E-2.560/2002


HONORÁRIOS ADVOCATÍCIOS - FIXAÇÃO DE PERCENTUAL -- TABELA DA OAB/SP - CONTRATAÇÃO PRÉVIA RECOMENDADA PELO ART. 35 DO CÓDIGO DE ÉTICA

O advogado deve sempre contratar previamente seus honorários para a aceitação da causa, recomendando-se que o faça por instrumento escrito, segundo as diretrizes previstas nos arts. 35, 36 e 41 do Código de Ética, e, arts. 22 e seguintes do EAOAB, em valores ou percentuais que atendam aos princípios da moderação e da proporcionalidade. Havendo disposição clara e expressa na Tabela de Honorários da OAB/SP, para a fixação de percentual, não deve o consulente valer-se de parecer do TED-I para induzimento do cliente, com quem não contratou o preço previamente.
Proc. E-2.560/02 - v.u. em 23/05/02 do parecer e ementa do Rel. Dr. BENEDITO ÉDISON TRAMA - Rev. Dr. JOSÉ GARCIA PINTO - Presidente Dr. ROBISON BARONI.

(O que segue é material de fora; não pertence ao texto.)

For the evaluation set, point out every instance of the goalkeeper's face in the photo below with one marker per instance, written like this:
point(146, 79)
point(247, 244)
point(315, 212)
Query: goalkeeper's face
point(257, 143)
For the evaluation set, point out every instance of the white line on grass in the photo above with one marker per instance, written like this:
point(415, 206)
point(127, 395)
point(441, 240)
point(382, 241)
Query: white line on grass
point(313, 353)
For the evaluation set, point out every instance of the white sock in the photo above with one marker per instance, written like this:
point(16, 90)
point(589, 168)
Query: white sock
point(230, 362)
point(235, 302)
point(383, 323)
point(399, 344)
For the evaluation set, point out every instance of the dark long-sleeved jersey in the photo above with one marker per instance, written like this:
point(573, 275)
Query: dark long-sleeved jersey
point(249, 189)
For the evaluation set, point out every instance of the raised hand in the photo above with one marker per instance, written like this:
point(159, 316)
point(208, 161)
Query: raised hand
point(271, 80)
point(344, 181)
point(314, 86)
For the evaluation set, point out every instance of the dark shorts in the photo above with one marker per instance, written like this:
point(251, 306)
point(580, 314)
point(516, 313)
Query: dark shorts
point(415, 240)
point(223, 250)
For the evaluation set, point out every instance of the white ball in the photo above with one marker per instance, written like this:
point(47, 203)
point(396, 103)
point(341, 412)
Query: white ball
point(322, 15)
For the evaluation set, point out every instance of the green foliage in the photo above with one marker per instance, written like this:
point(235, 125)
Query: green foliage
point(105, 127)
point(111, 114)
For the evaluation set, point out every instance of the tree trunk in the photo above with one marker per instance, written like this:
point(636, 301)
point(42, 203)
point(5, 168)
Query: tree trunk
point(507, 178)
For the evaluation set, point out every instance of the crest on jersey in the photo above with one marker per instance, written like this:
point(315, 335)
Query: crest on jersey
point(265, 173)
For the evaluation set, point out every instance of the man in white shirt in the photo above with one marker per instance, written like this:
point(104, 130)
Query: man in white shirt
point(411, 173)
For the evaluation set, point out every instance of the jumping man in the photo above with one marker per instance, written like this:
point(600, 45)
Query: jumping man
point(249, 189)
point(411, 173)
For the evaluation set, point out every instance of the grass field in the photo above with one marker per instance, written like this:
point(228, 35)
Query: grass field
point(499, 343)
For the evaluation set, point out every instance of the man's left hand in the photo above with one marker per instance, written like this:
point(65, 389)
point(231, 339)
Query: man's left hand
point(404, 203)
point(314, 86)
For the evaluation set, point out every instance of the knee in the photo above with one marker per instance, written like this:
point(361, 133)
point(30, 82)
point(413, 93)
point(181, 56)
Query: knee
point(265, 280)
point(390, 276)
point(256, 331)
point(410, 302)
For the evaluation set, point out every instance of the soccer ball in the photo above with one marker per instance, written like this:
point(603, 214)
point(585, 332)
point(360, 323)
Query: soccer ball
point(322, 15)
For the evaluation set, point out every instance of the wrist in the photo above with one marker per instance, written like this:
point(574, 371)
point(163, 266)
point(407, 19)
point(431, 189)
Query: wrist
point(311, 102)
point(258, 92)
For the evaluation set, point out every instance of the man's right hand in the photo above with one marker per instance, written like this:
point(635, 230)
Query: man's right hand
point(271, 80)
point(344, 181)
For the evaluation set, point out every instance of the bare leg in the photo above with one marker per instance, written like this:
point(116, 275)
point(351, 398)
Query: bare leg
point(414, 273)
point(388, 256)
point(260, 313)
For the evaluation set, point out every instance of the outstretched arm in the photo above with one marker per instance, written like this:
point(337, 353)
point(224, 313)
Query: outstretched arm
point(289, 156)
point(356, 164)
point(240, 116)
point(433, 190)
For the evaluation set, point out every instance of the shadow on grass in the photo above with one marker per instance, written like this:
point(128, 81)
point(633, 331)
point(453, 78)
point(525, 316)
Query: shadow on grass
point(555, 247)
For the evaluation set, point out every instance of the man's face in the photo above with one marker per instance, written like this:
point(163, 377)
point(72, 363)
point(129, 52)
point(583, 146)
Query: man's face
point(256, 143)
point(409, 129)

RELATÓRIO – A respeitável consulente, advogada regularmente inscrita na OAB/SP, dirige-se ao nosso Tribunal Deontológico para orientar-se sobre questão de honorários, cujas omissões submetem-se à competência deste sodalício.

Resume-se a consulta na seguinte indagação:

“É lícito ao advogado, em ações trabalhistas, quando patrocina o reclamante, cobrar do mesmo honorários advocatícios à base de 20% (vinte por cento) sobre o valor da demanda? Qual o fundamento legal?”.

PARECER – O Regimento Interno da OAB/SP dispõe em seu artigo 136, III, letra ‘d’ que “compete à Primeira Turma – Deontológica –, designada como Turma de Ética Profissional, zelar pela dignidade da profissão e pelo cumprimento do Código de Ética e Disciplina, Provimentos e Resoluções, devendo apreciar os casos omissos na Tabela de Honorários Advocatícios”.

Não se trata, entretanto, de omissão, pois na referida tabela de honorários advocatícios está perfeitamente mencionado no “item 75 – Reclamações Trabalhistas: Patrocínio do reclamante ou reclamado, de 20% a 30% sobre o valor do litígio. Mínimo R$ 1.000,00”.

Assim, causa estranheza, à primeira vista, a consulente, advogada experiente que é – como leva a crer pelo tempo de sua inscrição na Ordem (15 anos) –, dirigir-se ao nosso Tribunal apenas para dirimir essa sua dúvida.

Quer parecer que, inexistindo um contrato de honorários em caso concreto – providência aconselhada pelo artigo 35 do Código de Ética –, a respeitável consulente vem buscar subsídio no TED-I, para exigir de seu cliente a satisfação dos seus honorários. Se assim for, não deve a consulente valer-se do presente parecer para induzimento do cliente, devendo, 'in casu', utilizar simplesmente a tabela de honorários advocatícios da OAB/SP, que fixa o percentual por ela desejado.